COVID casualty: La Cuisine, Branford
It was the ides of March but spring was in the air at La Cuisine, the Branford restaurant/catering business that Brendan Bloom’s parents had opened nearly four decades earlier.
The future was bright — 2019 had been the business’ most successful year ever. The long winter — traditionally the slowest season for caterers — was winding down and Bloom was looking forward with anticipation to the busiest period of the business year, booking plenty of weddings and other catering gigs that, along with the restaurant/café on the Post Road, were La Cuisine’s lifeblood.
April was just days away, and that meant go-time.
“The second quarter is when things just go nuts in this business,” he said. “You’re preparing, ramping up, making sure your infrastructure is ready.”
Then the COVID crisis hit. Gov. Ned Lamont’s shelter-in-place executive order was issued on Monday, March 16. Businesses closed their doors and commerce screeched to a halt.
It couldn’t have come at a worse time. Seasonal businesses including La Cuisine rely on warm-weather months to compensate for the long, slow winter months.
But now the world just … stopped.
Bloom “thought it was going to be a temporary blip” — maybe a couple of weeks until public officials got a handle on coping with COVID.
“Obviously, that wasn’t the case.”
Bloom’s wife Christina, who runs the marketing and strategic planning side of the business, warned her husband to prepare for the worst.
As soon as it became evident the lockdown wasn’t going to end in just a week or two, the business was forced to lay off its 25 full-time employees “in order to protect as much cash as we [could],” Bloom explains.
The Blooms applied for and were awarded funding from the federal Paycheck Protection Program, which allowed them to rehire a majority of their workers to reopen, which La Cuisine did during the third week of April for online ordering with curbside pickup and delivery only.
“We did not have online ordering at that point, but we were able to flip it on in a very short period of time,” Bloom says.
But it soon became clear that the restricted revenue stream was “nowhere close” to break-even, Bloom says.
The restaurant side of the business — including 20 tables seating 50 diners on a busy day — was closed indefinitely, with no hint of when it might be allowed to reopen.

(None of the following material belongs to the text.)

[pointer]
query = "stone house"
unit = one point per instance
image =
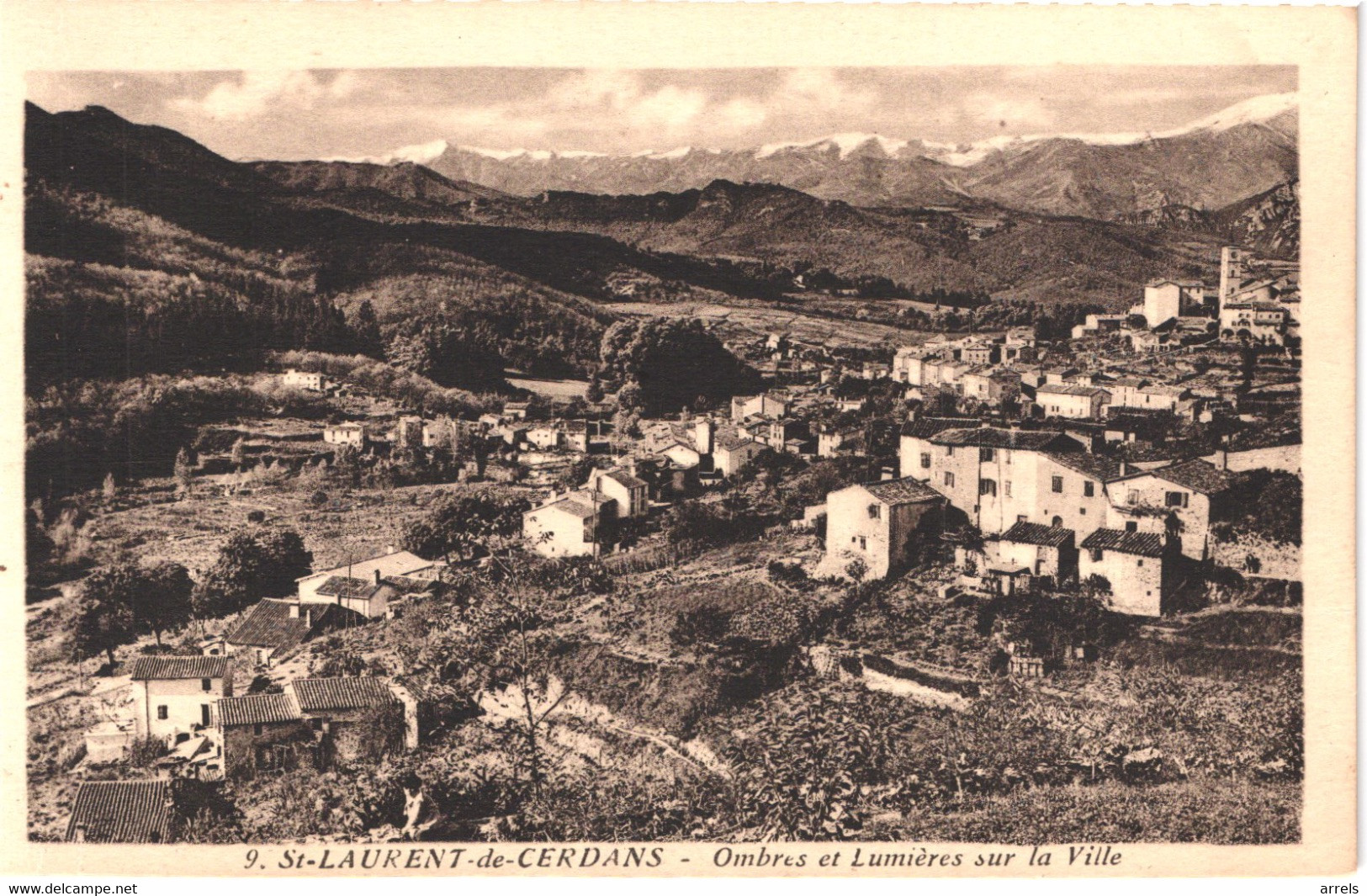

And the events on which La Cuisine’s catering business relies — from weddings to corporate functions — were being either postponed indefinitely or cancelled.
It soon became evident that the business Ben and Patty Bloom started out of their Guilford home in 1982 could keep going no longer. On June 1, the Blooms announced on Facebook that the end was at hand, and that La Cuisine’s doors would close for good on June 12.
"Ultimately we have decided that our two most important assets, who are 5- and 8-years-old, need our utmost care and focus during these challenging times," the Blooms posted.
For Brendan Bloom it’s a mixture of sadness and regret and a little relief, too. Going forward, “I’m going to live a life that is not filled with gut-wrenching stress and anxiety for a little while,” he says. Because there will be amazing opportunities [emerging] from this experience.”